Kruskal's Algorithm
Now that we've discussed Prim's Algorithm, we are going to discuss a second approach for solving the same problem. This approach is also a greedy algorithm.Although the implementation is a bit more complex, the basic algorithm is very straight-forward. We simple attempt to add each edge from the original graph to the minimum spanning tree, beginning with the lowest-weight edge and finishing with the greatest-weight edge. We add the edge if it doesn't cause a cycle and passs it up, if it does. We continue to add edges, until we've added N-1 edges, where N is the number of verticies. Remember, spanning trees have exactly N-1 edges -- never more, never less.
This works for more-or-less the same reason that Prim's Algorithm works. We need to add n-1 edges to the graph. Adding the smallest n-1 legal edges to the graph is guaranteed to give us the spanning tree with the least aggregate weight.

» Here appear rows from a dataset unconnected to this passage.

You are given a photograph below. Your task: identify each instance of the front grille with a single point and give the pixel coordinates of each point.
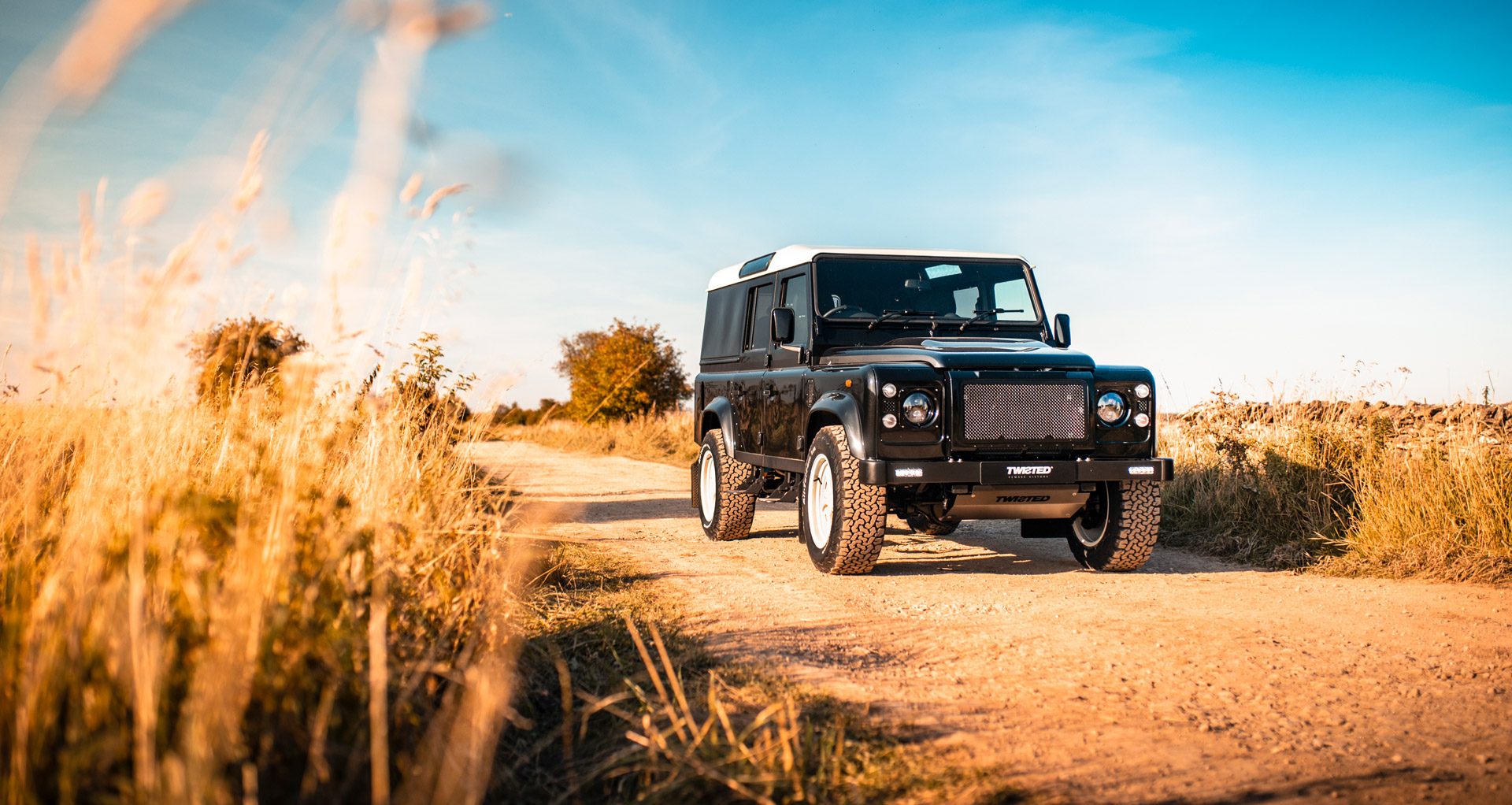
(1024, 412)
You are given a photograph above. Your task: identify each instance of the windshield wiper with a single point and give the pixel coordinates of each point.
(891, 313)
(984, 313)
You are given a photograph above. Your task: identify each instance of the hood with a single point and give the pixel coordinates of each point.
(962, 353)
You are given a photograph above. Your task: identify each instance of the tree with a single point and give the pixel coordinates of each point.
(417, 384)
(241, 353)
(622, 371)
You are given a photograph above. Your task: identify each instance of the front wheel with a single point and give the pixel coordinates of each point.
(724, 509)
(839, 518)
(1116, 532)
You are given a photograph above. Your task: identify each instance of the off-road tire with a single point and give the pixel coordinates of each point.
(1130, 533)
(734, 509)
(859, 519)
(923, 525)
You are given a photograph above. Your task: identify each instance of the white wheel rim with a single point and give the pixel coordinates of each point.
(708, 484)
(821, 501)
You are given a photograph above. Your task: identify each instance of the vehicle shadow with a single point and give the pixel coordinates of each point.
(979, 547)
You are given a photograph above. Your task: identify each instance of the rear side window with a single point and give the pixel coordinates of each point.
(723, 321)
(758, 327)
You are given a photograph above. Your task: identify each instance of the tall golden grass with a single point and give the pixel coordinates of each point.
(1342, 495)
(266, 599)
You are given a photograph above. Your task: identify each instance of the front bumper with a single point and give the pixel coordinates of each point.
(1065, 471)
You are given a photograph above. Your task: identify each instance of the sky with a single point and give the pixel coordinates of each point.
(1255, 197)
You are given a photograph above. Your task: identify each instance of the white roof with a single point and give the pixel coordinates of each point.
(799, 254)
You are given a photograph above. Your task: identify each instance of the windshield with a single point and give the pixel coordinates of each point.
(892, 289)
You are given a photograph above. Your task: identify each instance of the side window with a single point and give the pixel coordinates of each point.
(758, 325)
(795, 295)
(723, 325)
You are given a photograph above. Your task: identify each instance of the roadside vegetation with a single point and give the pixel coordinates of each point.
(1346, 488)
(619, 704)
(665, 438)
(1336, 488)
(265, 594)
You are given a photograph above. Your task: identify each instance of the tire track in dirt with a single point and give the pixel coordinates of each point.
(1188, 681)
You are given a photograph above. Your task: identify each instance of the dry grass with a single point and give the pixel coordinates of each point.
(624, 706)
(1339, 495)
(650, 438)
(203, 604)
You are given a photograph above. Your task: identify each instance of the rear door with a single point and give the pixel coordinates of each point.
(755, 358)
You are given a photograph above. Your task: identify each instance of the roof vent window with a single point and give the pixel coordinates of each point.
(756, 267)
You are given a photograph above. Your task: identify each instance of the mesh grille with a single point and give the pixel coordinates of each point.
(1018, 412)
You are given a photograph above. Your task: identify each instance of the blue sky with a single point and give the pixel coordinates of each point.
(1231, 194)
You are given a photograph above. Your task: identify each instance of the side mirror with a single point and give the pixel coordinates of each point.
(1060, 333)
(782, 325)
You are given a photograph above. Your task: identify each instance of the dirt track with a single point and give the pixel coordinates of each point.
(1189, 681)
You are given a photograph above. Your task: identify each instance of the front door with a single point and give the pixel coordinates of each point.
(785, 409)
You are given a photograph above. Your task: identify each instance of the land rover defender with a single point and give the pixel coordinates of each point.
(926, 384)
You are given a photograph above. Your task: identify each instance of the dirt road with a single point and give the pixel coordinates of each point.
(1189, 681)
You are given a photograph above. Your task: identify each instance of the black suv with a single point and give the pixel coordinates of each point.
(927, 384)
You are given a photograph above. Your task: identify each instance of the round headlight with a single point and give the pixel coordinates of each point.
(918, 409)
(1112, 407)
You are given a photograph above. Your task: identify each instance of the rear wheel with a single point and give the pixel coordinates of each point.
(724, 509)
(1116, 532)
(839, 518)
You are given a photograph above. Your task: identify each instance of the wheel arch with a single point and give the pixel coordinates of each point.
(718, 414)
(838, 410)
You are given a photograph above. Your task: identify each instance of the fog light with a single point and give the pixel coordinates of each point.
(918, 409)
(1112, 407)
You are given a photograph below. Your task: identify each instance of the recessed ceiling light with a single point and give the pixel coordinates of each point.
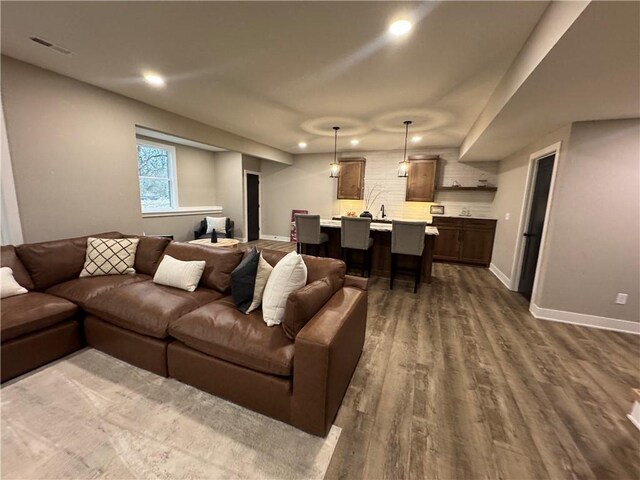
(153, 79)
(400, 27)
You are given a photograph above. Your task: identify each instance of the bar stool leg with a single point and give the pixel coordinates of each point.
(345, 258)
(418, 275)
(392, 271)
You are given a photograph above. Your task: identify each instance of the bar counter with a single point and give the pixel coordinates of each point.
(381, 250)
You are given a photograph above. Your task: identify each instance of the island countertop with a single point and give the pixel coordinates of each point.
(375, 226)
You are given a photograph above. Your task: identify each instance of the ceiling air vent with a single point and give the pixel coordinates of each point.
(48, 44)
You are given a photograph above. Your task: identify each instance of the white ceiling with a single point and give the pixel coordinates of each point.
(284, 72)
(592, 73)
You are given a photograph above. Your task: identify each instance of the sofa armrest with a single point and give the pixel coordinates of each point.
(327, 351)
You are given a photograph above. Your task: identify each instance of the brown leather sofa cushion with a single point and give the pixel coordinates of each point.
(9, 258)
(81, 290)
(50, 263)
(220, 262)
(220, 330)
(31, 312)
(146, 307)
(304, 303)
(148, 254)
(317, 267)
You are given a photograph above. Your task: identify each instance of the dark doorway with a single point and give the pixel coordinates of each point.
(533, 232)
(253, 207)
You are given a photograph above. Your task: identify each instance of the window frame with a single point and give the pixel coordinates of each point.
(172, 178)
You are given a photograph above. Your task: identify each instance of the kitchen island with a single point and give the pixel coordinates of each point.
(381, 250)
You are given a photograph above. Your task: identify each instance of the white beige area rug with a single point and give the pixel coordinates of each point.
(93, 416)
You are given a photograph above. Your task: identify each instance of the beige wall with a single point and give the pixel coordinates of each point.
(591, 251)
(229, 185)
(510, 197)
(305, 185)
(196, 177)
(593, 238)
(74, 153)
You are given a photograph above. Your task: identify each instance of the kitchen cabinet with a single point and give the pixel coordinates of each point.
(421, 182)
(464, 240)
(351, 179)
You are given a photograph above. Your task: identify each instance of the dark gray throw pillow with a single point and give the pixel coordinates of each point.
(243, 280)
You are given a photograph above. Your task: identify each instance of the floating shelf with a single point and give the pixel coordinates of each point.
(468, 189)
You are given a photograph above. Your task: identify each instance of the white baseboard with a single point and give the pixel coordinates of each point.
(594, 321)
(500, 276)
(274, 237)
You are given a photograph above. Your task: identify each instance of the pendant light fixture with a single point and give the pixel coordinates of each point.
(403, 166)
(334, 168)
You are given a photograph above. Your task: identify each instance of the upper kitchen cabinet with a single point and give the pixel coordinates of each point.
(351, 179)
(421, 182)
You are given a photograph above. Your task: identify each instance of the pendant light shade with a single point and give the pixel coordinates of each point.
(334, 168)
(403, 166)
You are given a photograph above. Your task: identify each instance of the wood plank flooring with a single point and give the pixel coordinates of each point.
(461, 382)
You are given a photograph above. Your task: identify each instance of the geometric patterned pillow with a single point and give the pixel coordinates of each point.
(107, 256)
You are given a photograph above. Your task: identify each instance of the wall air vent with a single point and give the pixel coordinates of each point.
(48, 44)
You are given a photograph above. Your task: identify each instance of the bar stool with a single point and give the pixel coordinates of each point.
(308, 233)
(354, 235)
(407, 238)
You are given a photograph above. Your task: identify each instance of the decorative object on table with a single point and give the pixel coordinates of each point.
(403, 166)
(371, 194)
(334, 168)
(224, 228)
(221, 243)
(292, 234)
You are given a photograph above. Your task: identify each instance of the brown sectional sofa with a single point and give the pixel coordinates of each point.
(199, 337)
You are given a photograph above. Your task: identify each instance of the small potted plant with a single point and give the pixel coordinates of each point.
(371, 194)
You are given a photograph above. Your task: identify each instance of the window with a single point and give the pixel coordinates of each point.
(156, 171)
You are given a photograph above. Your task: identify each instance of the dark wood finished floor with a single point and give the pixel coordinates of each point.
(461, 382)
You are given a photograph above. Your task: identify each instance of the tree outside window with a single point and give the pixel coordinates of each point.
(156, 171)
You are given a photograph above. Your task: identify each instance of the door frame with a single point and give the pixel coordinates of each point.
(244, 204)
(525, 214)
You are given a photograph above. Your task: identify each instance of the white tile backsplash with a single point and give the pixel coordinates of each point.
(382, 171)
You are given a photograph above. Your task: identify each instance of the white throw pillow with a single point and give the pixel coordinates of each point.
(217, 223)
(289, 275)
(8, 285)
(179, 274)
(263, 274)
(109, 256)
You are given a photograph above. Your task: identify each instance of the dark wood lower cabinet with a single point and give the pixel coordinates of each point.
(464, 240)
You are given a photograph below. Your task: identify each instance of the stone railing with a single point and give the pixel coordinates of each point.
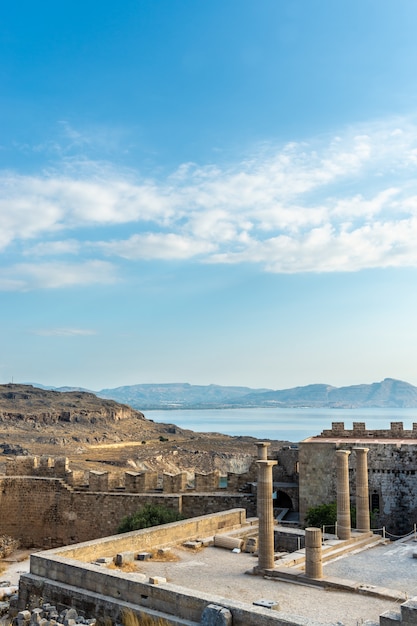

Since we don't add an edge if it creates a cycle, we know we'll have a tree. Since we add exactly n-1 edges, we know that it will be a spanning tree -- one less and it would be disjoint trees, one more and it would be a more general graph with a cycle. And, since we add the smallest such edges, we know it has the lowest total weight. And, it all works out, because it is never the case that adding a more costly edge earlier would prevent a cycle allowing the addition of super-cheap edges later.
In order to make it easy to select the candidates in the right order, from the lowest weight to the highest weight, we store the edges in a priority queue (heap). Then, selecting an edge is simply the deleteMin() operation.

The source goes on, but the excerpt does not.